The EU is betting €2.5 billion on Armenia as part of a wider push to move trade and energy into Europe without relying on Russia. At a summit in Yerevan this week, Brussels made clear it sees the country as a new potential transit corridor.
The timing matters. The war in Ukraine has disrupted trade routes that used to pass through Russia. Attacks in the Red Sea have also made shipping between Asia and Europe slower and more expensive. As a result, Brussels is looking for new routes it can depend on.
Armenia is now part of that plan.
The European Commission has included the country in its Global Gateway programme, with around €2.5 billion in planned investment. The money will go into transport links, energy networks, and digital infrastructure. For a small, landlocked country, that is a major commitment.
The EU is not interested in what Armenia produces but in what can pass through it: goods and energy moving along the Middle Corridor—a route linking China and Central Asia to Europe while avoiding Russian territory.
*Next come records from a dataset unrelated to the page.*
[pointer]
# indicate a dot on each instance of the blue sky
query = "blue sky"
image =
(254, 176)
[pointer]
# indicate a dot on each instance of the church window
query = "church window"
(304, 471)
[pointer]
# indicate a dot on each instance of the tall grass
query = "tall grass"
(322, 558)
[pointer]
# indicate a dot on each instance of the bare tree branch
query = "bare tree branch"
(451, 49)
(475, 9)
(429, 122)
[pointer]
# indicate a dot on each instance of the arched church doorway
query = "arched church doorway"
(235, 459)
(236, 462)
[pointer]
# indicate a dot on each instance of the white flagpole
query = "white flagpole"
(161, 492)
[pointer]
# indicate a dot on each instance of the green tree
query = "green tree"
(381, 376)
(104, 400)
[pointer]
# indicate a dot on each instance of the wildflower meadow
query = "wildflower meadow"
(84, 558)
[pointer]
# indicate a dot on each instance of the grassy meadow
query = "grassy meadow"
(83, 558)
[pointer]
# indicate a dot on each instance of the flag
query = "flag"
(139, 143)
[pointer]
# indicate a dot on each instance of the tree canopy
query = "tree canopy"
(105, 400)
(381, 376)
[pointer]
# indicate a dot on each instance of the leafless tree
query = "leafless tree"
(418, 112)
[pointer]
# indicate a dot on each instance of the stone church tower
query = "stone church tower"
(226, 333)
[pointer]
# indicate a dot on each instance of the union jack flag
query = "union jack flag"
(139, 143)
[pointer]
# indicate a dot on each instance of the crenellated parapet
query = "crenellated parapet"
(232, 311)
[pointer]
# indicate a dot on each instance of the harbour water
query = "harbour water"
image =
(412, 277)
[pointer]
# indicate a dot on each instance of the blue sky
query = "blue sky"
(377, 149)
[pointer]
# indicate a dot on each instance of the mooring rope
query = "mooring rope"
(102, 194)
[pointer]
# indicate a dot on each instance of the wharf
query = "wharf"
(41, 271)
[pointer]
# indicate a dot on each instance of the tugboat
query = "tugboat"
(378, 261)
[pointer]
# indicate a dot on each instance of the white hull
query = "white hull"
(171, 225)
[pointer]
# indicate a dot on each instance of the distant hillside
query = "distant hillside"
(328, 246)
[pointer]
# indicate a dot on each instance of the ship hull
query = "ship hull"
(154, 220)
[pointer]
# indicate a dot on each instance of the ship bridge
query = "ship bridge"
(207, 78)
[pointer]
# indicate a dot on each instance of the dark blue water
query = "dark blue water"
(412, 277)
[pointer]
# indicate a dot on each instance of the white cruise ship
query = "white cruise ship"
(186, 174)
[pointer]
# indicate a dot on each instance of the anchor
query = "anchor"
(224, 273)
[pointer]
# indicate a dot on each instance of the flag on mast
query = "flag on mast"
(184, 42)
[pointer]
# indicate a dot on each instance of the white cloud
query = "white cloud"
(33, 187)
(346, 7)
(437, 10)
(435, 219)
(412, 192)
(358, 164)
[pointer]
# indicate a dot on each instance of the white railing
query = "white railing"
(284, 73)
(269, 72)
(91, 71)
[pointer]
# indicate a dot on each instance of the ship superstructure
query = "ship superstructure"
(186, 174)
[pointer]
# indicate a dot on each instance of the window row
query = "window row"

But there is a trade-off. In trying to reduce its reliance on Russia, Europe risks increasing its reliance on other powers, including China.
Trade between the EU and Armenia has already been growing, with the bloc accounting for around 12–13% of Armenia’s trade. New agreements on border control, energy, and digital systems show that closer ties are forming. In simple terms, Brussels is offering investment in return for political alignment.
Armenia, for its part, is starting to move away from Russia. Moscow’s weak response during recent clashes with Azerbaijan has damaged trust between the two countries. Yerevan is now looking to the EU and the United States for support, while also exploring links with countries like India and Iran.
But there are clear limits to how far this can go.
Armenia is still part of the Russian-led Eurasian Economic Union, which restricts its trade options. Much of its trade depends on Georgia, its main route to the Black Sea. And its long-running tensions with Azerbaijan and Turkey remain unresolved, despite some recent signs of progress.
Other countries in the region are also competing for influence. Russia is losing ground but is still present. Azerbaijan and Turkey are pushing to become the main energy routes to Europe. Iran could offer an alternative route, but working with it would create political problems for the EU.
Even small steps forward are uncertain. The recent restart of rail transport for energy between Azerbaijan and Armenia would have been unthinkable a few years ago. But it depends on fragile political agreements.
For now, this new corridor exists more on paper than in reality. Armenia’s location makes it useful but also difficult: the terrain is challenging, infrastructure is limited, and key decisions are often made outside the country.
The EU seems aware of this. Armenia is not a solution on its own but part of a wider strategy. The goal is simple: build more routes, rely less on any single country, and reduce risk.
Whether that works will depend on a region that Brussels does not control—and cannot stabilise.